The government revised October’s single-family home sales pace upward to 1.278 million units, and the October-November average is above the pace for the first three quarters of the year.
“Builders across the country remain very upbeat about the single-family housing market,” said Bobby Rayburn, president of the National Association of Home Builders (NAHB) and a home and apartment builder from Jackson, Miss. “The NAHB/Wells Fargo Housing Market Index, based on our monthly surveys of single-family builders, indicated that all the fundamentals are in place for strong months ahead.”
“The government’s home sales series has been showing a lot of month-to-month volatility, and revisions to preliminary estimates can be quite large,” said NAHB Chief Economist David Seiders. “Today’s report on new home sales should be viewed in the context of positive signals on housing demand from surveys of both home builders and mortgage lenders.
“The fundamentals supporting housing demand still are quite solid. Mortgage rates are historically low, job growth is moving ahead and household income is rising,” Seiders continued. “Sales of new single-family homes will hit a record in 2004 despite the surprising decline reported for November.”
The inventory of new homes for sale moved up 2.2 percent to 418,000 units in November. This represents a 4.5 month supply at the current sales rate, the highest since early 2003. However, the rise in the inventory of unsold new homes entirely reflected homes that have been permitted but not yet started. The inventory of homes under construction or completed was virtually unchanged.

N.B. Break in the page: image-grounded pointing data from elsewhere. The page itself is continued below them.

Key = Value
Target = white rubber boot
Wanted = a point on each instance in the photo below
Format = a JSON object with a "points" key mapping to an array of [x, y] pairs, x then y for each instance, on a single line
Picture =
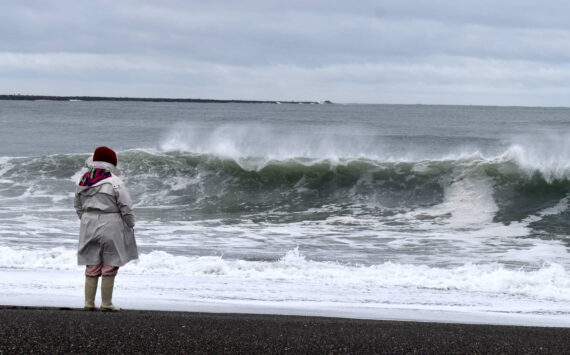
{"points": [[90, 292], [107, 283]]}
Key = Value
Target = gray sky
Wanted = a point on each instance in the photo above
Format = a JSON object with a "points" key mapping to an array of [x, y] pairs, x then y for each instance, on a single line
{"points": [[507, 52]]}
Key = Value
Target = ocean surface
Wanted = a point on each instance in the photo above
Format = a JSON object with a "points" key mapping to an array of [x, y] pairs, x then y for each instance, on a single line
{"points": [[376, 211]]}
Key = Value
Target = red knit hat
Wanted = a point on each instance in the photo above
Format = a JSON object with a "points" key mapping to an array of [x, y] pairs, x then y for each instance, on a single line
{"points": [[105, 154]]}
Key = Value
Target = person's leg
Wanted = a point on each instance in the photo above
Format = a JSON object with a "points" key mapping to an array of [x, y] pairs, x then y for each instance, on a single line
{"points": [[92, 273], [107, 284]]}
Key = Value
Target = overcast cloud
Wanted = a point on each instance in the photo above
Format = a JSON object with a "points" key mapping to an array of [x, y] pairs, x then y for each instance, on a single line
{"points": [[438, 51]]}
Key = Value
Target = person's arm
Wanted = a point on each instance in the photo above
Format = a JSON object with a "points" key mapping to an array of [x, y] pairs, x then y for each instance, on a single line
{"points": [[77, 205], [125, 205]]}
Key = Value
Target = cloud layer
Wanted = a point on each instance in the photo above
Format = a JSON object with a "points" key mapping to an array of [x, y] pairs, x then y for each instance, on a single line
{"points": [[446, 52]]}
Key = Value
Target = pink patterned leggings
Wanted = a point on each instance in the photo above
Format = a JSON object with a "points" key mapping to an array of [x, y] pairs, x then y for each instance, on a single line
{"points": [[101, 269]]}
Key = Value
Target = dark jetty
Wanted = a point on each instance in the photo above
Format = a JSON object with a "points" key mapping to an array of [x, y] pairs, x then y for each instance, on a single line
{"points": [[144, 99], [57, 331]]}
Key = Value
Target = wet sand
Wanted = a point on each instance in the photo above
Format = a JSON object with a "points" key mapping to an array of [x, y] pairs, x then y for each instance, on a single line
{"points": [[57, 330]]}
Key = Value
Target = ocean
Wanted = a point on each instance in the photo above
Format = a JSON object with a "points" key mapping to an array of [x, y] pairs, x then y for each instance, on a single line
{"points": [[436, 213]]}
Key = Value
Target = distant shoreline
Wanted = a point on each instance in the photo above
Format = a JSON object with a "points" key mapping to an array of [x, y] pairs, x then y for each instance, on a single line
{"points": [[148, 99]]}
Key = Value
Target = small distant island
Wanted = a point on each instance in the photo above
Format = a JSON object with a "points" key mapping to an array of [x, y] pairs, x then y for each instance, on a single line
{"points": [[147, 99]]}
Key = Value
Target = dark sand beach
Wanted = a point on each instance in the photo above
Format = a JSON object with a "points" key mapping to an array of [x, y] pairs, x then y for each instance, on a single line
{"points": [[53, 330]]}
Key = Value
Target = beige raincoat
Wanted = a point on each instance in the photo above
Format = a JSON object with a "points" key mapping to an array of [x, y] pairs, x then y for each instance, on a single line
{"points": [[107, 221]]}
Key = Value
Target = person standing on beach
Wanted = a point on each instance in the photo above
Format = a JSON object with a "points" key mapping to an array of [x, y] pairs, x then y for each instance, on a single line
{"points": [[106, 239]]}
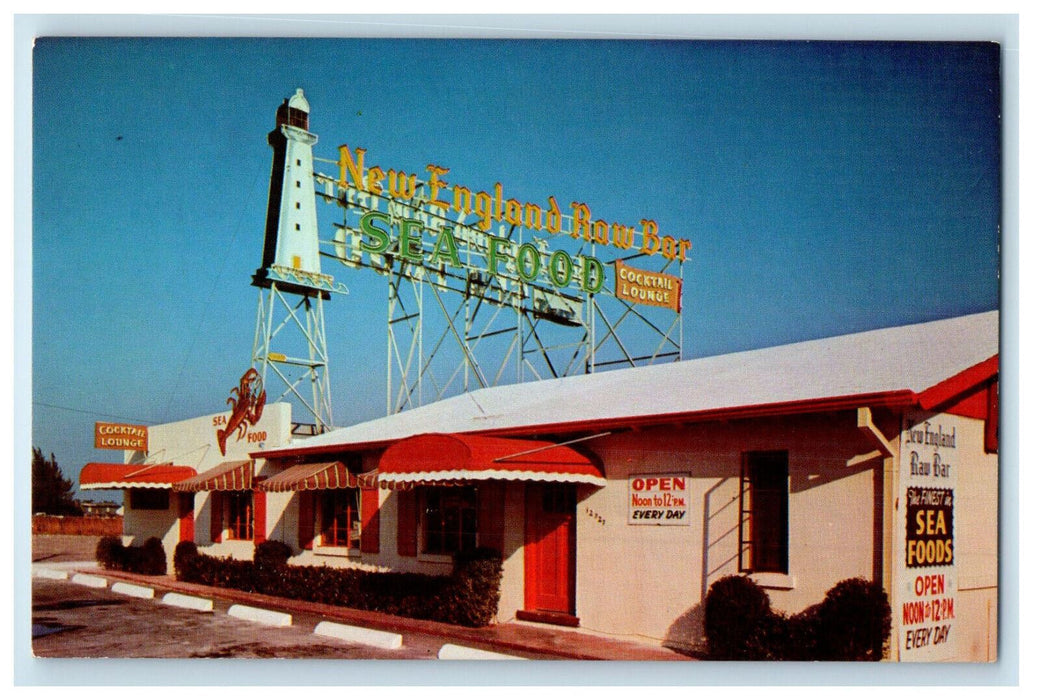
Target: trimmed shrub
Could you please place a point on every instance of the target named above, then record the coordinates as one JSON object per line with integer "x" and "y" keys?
{"x": 153, "y": 558}
{"x": 185, "y": 554}
{"x": 271, "y": 553}
{"x": 149, "y": 559}
{"x": 468, "y": 596}
{"x": 854, "y": 622}
{"x": 108, "y": 551}
{"x": 736, "y": 613}
{"x": 475, "y": 580}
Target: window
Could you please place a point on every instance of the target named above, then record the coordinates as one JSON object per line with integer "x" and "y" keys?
{"x": 340, "y": 518}
{"x": 149, "y": 499}
{"x": 448, "y": 520}
{"x": 763, "y": 513}
{"x": 239, "y": 515}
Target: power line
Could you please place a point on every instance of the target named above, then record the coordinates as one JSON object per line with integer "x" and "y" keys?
{"x": 92, "y": 413}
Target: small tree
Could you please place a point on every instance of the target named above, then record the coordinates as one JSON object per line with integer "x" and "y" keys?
{"x": 51, "y": 491}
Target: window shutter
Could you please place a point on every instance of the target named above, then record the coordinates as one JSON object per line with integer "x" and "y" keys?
{"x": 406, "y": 523}
{"x": 215, "y": 516}
{"x": 491, "y": 515}
{"x": 186, "y": 516}
{"x": 259, "y": 516}
{"x": 305, "y": 526}
{"x": 370, "y": 520}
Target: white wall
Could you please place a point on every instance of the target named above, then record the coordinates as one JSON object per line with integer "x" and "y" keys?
{"x": 649, "y": 580}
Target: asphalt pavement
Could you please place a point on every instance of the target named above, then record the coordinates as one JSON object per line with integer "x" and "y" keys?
{"x": 79, "y": 610}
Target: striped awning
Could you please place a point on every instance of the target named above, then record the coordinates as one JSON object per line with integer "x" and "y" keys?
{"x": 225, "y": 476}
{"x": 316, "y": 476}
{"x": 443, "y": 459}
{"x": 102, "y": 475}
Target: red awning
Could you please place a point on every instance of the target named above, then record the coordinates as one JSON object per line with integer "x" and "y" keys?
{"x": 101, "y": 475}
{"x": 445, "y": 459}
{"x": 225, "y": 476}
{"x": 315, "y": 476}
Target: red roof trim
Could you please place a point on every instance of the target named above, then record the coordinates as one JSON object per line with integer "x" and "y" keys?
{"x": 100, "y": 474}
{"x": 452, "y": 457}
{"x": 960, "y": 384}
{"x": 225, "y": 476}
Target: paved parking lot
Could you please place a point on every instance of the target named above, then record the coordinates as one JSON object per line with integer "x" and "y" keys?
{"x": 70, "y": 620}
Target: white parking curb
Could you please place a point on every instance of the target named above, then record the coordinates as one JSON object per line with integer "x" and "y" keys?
{"x": 371, "y": 638}
{"x": 190, "y": 602}
{"x": 50, "y": 573}
{"x": 456, "y": 652}
{"x": 270, "y": 618}
{"x": 87, "y": 579}
{"x": 131, "y": 590}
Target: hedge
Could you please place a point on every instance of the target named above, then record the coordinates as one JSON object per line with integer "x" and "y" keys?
{"x": 468, "y": 596}
{"x": 853, "y": 623}
{"x": 149, "y": 559}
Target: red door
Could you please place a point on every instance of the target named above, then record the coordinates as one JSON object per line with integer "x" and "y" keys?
{"x": 549, "y": 552}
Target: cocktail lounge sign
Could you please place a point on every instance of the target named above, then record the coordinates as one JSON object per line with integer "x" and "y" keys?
{"x": 383, "y": 234}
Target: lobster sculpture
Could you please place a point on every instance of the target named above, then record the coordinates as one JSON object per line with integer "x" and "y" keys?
{"x": 247, "y": 406}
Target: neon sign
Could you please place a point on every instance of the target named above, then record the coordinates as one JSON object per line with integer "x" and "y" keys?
{"x": 401, "y": 236}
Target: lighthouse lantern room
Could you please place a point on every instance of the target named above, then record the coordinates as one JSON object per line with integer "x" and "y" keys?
{"x": 289, "y": 342}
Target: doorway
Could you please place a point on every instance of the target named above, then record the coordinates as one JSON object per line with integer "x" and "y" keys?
{"x": 549, "y": 553}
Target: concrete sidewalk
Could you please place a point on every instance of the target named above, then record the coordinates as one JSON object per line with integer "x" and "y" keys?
{"x": 508, "y": 638}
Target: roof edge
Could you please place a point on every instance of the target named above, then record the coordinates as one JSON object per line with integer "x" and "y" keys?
{"x": 959, "y": 384}
{"x": 901, "y": 398}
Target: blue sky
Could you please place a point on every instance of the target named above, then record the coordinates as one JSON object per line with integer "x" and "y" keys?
{"x": 827, "y": 188}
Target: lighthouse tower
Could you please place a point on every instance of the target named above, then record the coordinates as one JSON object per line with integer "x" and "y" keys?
{"x": 290, "y": 341}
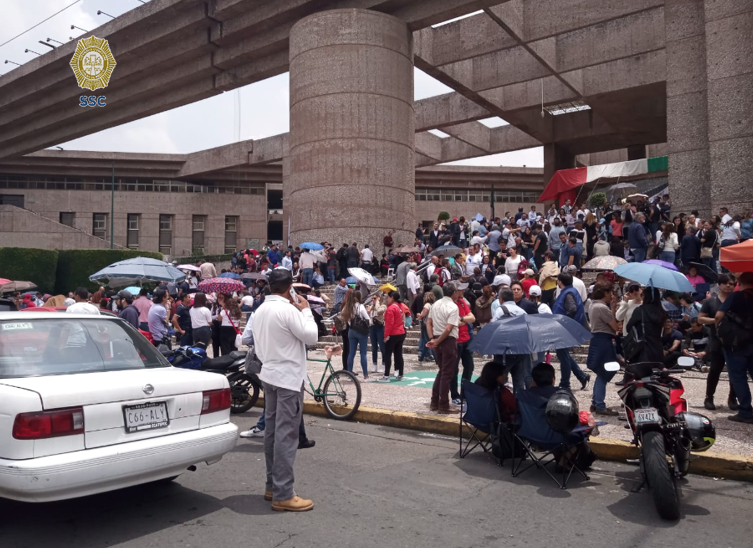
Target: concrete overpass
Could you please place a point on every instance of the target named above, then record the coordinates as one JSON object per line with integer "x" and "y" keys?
{"x": 651, "y": 71}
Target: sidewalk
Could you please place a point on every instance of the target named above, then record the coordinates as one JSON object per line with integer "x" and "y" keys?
{"x": 414, "y": 394}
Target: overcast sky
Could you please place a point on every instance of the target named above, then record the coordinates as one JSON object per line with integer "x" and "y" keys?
{"x": 252, "y": 112}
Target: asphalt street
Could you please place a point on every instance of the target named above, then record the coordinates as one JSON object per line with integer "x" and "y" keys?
{"x": 377, "y": 486}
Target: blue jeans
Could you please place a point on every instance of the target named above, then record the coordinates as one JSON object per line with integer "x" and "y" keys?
{"x": 739, "y": 366}
{"x": 568, "y": 365}
{"x": 376, "y": 335}
{"x": 355, "y": 340}
{"x": 640, "y": 254}
{"x": 423, "y": 352}
{"x": 668, "y": 256}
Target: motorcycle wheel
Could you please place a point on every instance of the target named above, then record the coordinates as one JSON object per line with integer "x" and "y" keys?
{"x": 660, "y": 478}
{"x": 250, "y": 391}
{"x": 342, "y": 389}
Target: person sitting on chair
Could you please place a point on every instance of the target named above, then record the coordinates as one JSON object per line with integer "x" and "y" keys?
{"x": 493, "y": 376}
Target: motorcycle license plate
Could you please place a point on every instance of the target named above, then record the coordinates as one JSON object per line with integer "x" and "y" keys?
{"x": 646, "y": 416}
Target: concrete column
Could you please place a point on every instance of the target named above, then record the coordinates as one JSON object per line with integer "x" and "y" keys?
{"x": 687, "y": 125}
{"x": 729, "y": 50}
{"x": 352, "y": 175}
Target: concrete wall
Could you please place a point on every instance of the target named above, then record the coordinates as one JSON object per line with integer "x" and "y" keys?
{"x": 22, "y": 228}
{"x": 250, "y": 208}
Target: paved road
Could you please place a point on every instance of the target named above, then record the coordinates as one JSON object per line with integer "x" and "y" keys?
{"x": 382, "y": 487}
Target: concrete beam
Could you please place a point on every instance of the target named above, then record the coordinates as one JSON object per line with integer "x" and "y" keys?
{"x": 217, "y": 159}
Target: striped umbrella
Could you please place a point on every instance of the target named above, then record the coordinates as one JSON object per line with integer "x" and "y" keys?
{"x": 220, "y": 285}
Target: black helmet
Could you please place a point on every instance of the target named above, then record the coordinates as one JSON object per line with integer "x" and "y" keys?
{"x": 700, "y": 430}
{"x": 562, "y": 412}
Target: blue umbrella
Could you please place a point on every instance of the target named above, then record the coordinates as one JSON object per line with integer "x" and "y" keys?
{"x": 528, "y": 334}
{"x": 651, "y": 275}
{"x": 138, "y": 269}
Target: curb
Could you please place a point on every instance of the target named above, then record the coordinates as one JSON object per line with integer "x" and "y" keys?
{"x": 718, "y": 465}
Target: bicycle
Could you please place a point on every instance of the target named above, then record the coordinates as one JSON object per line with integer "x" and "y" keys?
{"x": 335, "y": 389}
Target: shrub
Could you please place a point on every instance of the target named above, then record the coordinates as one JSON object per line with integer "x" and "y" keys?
{"x": 597, "y": 199}
{"x": 29, "y": 265}
{"x": 76, "y": 265}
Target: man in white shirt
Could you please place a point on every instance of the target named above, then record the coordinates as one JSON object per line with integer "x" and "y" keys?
{"x": 282, "y": 328}
{"x": 413, "y": 284}
{"x": 474, "y": 260}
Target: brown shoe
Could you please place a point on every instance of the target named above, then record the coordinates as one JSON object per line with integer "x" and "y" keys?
{"x": 296, "y": 504}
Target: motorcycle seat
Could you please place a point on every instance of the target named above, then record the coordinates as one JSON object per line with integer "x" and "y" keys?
{"x": 222, "y": 362}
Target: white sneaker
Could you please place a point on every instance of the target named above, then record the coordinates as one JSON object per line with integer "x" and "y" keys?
{"x": 253, "y": 433}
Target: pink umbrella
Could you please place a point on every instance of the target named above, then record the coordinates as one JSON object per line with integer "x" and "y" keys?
{"x": 665, "y": 264}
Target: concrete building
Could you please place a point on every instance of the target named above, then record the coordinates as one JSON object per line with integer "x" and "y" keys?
{"x": 583, "y": 78}
{"x": 65, "y": 200}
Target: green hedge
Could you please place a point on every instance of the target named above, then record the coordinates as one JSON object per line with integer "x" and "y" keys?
{"x": 75, "y": 266}
{"x": 29, "y": 265}
{"x": 205, "y": 258}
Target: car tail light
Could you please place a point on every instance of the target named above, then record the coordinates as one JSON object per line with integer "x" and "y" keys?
{"x": 215, "y": 400}
{"x": 49, "y": 424}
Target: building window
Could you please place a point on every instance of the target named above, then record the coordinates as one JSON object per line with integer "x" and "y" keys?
{"x": 231, "y": 234}
{"x": 99, "y": 225}
{"x": 134, "y": 222}
{"x": 67, "y": 218}
{"x": 197, "y": 243}
{"x": 166, "y": 234}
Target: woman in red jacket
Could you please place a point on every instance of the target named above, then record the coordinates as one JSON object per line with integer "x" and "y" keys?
{"x": 394, "y": 337}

“The current inventory situation is not worrisome, but builders obviously should be keeping the numbers of units that are under construction or completed under close control as we move into 2005, particularly as the Federal Reserve continues its steadfast campaign of monetary tightening,” Seiders said.
Sales in the Northeast, Midwest and West declined for the month. The Northeast dropped 7.1 percent, the Midwest posted a 39.4 percent decline and the West fell 27.9 percent. Sales in the South increased 13.6 percent for the month.